Я не скрываю от себя риска, сопряженного с попыткой в одном «историческом повествовании» посчитаться с интересами одного и с требованиями другого вида моих возможных читателей. Я глубоко убежден все же, что задача преодолеть противоположение «научного» и «популярного» в области исторической науки разрешима.
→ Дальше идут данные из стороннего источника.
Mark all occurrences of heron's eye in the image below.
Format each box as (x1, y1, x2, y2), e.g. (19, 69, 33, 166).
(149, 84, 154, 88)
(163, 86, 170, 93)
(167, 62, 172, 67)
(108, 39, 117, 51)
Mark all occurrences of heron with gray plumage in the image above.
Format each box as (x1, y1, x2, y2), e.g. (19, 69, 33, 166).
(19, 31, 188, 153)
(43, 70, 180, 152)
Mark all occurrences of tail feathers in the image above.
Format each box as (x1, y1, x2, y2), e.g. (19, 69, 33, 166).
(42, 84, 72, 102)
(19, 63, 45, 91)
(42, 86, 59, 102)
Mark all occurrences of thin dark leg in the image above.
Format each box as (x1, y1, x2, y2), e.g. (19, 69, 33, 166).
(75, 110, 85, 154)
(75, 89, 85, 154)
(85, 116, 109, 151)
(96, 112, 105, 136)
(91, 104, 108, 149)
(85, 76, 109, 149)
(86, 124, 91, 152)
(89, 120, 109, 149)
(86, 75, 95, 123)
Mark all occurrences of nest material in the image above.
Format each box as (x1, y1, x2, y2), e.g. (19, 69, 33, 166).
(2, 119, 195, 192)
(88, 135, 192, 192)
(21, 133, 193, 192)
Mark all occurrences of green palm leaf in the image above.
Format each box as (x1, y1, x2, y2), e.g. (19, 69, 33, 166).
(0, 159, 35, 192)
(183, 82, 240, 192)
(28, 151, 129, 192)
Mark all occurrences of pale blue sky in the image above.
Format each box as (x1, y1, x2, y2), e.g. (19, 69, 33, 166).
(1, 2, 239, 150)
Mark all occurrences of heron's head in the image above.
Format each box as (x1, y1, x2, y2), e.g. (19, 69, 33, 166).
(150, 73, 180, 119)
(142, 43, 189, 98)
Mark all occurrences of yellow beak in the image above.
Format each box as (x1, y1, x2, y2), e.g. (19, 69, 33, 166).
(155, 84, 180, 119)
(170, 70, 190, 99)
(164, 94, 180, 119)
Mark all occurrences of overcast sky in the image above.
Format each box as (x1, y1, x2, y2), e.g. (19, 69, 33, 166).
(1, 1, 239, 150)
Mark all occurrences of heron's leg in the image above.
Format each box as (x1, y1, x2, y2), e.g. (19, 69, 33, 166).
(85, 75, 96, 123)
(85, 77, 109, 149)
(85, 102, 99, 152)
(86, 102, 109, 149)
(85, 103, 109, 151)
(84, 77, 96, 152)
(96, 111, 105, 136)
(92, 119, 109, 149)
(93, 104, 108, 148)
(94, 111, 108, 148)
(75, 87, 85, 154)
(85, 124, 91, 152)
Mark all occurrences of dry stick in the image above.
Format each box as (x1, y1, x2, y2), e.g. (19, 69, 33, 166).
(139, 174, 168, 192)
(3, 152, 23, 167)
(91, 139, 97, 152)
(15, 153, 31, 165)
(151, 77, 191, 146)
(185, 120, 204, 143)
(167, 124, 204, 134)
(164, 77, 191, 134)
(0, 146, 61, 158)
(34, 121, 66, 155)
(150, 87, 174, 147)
Почва для того до известной степени подготовлена нашей отечественной историографией, и меня воодушевляла возможность примкнуть к этой родной традиции.
Глава первая
«Мизантроп» XII–XIII веков
Один из представителей господствующего класса запечатлелся в русской литературе XII–XIII веков под именем Даниила Заточника.[5] Он потерпел жизненное крушение: подпал под княжескую опалу, боится «похуления» княжеского, но, памятуя о былом к себе «добросердии» князя, прибегает к «обычней» его «любви». «Слово» Даниила, дошедшее до нас в двух редакциях (XII и XIII веков), разрабатывает эту житейскую ситуацию в форме собственной речи человека, пострадавшего и ищущего выхода из своего «художества», то есть бедственного положения, в какое он попал в середине жизненной карьеры. В афористической форме Даниил предается размышлениям на тему о способах возвращения в жизнь из своего общественного небытия.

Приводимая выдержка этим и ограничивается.